In pediatrics, we have about 140 new patients with cancer every year. That’s not a huge number in the health-care delivery model. Having the sequencing information is valuable and can help prepare us to achieve the best outcomes for every child.
Earlier you mentioned that DNA has been well studied in association with whole genome sequencing. What are some of the well-known DNA changes that are linked with cancer?
RR: Cancer cells don’t usually have the same number of chromosomes that healthy cells do. Pathologists know about common translocations (chromosome swaps) and mutations in cancer genes, so they look at very specific parts of DNA. In North America, we have the Children’s Oncology Group, which puts together clinical trials for all the pediatric cancer types. This group has enabled us to deliver standardized treatments for kids in our region and pushed cure rates up to 84 per cent. But as we started doing sequencing, we learned that not all kids should be treated based only on their cancer type, but also on DNA and RNA information. We feel strongly that a broad examination could capture information that targeted looks would miss, so we hope to make whole genome and transcriptome sequencing the standard of care because having the RNA and DNA information from a child’s tumour would allow us to select medications that target specific pathways and potentially save more lives.
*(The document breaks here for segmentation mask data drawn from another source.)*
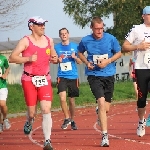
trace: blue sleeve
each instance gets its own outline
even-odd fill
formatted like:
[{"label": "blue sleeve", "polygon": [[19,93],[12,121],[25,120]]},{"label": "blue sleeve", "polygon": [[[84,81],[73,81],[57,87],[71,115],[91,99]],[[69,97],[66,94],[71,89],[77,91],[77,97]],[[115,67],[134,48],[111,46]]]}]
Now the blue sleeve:
[{"label": "blue sleeve", "polygon": [[119,51],[121,51],[121,46],[115,37],[113,38],[112,50],[113,53],[118,53]]},{"label": "blue sleeve", "polygon": [[83,44],[83,41],[81,41],[81,42],[79,43],[78,51],[81,52],[81,53],[84,53],[84,52],[86,51],[86,48],[85,48],[85,46],[84,46],[84,44]]}]

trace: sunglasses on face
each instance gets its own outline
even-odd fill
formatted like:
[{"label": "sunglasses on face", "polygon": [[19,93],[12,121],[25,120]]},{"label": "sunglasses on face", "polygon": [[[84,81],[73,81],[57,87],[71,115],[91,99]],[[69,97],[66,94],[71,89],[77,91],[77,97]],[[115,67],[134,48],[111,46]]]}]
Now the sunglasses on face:
[{"label": "sunglasses on face", "polygon": [[45,26],[45,22],[44,23],[37,23],[37,22],[33,22],[34,25],[37,25],[38,27],[43,27]]}]

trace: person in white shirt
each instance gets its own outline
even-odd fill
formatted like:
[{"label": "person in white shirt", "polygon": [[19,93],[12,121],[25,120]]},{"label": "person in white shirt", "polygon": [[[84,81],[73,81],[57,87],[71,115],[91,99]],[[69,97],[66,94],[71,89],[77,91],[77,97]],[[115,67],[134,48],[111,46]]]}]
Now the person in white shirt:
[{"label": "person in white shirt", "polygon": [[138,127],[137,135],[145,135],[146,99],[148,94],[148,82],[150,81],[150,6],[143,9],[143,24],[134,25],[125,37],[122,49],[124,52],[134,51],[135,75],[138,87]]}]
What is the key to supporting access to novel therapies, moving from research to clinically approved and funded testing? What are the barriers?
RD: The key is to show that our findings can impact the outcomes. In early phases of clinical trials, there isn’t yet sufficient evidence that novel targeted therapies work but, in the past 10 years, I’ve seen novel therapies become the standard of care. Patients have seen their tumours shrink and their quality of life improve.
RR: With the health-care system being stretched, one barrier to supporting access to novel therapies is cost. Finding tumours before patients need treatment lowers costs. A second barrier is knowledge of genetics among health-care providers, particularly because of the challenges of keeping up to speed with a rapidly evolving field of knowledge, as many oncologists were trained before widespread access to sequencing. However, Dr. Deyell and I can help our colleagues in the interpretation of the molecular findings. We’ve been fortunate to be a part of POG, sit on the Molecular Tumour Board every week, and be able to discuss our cases and potential options to treat our patients. A third barrier is knowledge of how to use the data and access the drugs our patients need when some of the targeted treatments are still in the research phase.
What are the next steps?
RD: We’re advocating for the adoption of germline (healthy cell) and cancer cell testing as the standard of care for all children in BC diagnosed with cancer. It’s our job as researchers to prove its benefits, so we’ve been working with the Provincial Medical Genetics Program at BC Children’s Hospital and the Hereditary Cancer Program at BC Cancer to move forward a proposal to offer the testing to every child with cancer and those long-term survivors of childhood cancer in BC.
RR: It’s essential to define guidelines around patient and family consent and education for everyone involved, including health-care providers. We need to help families understand what we’re testing because some people may not want to know they carry a mutation. Another important piece of education is the quantification of risk and how to interpret it. Our working group is trying to determine the best way to educate the public on what a positive result may mean for them.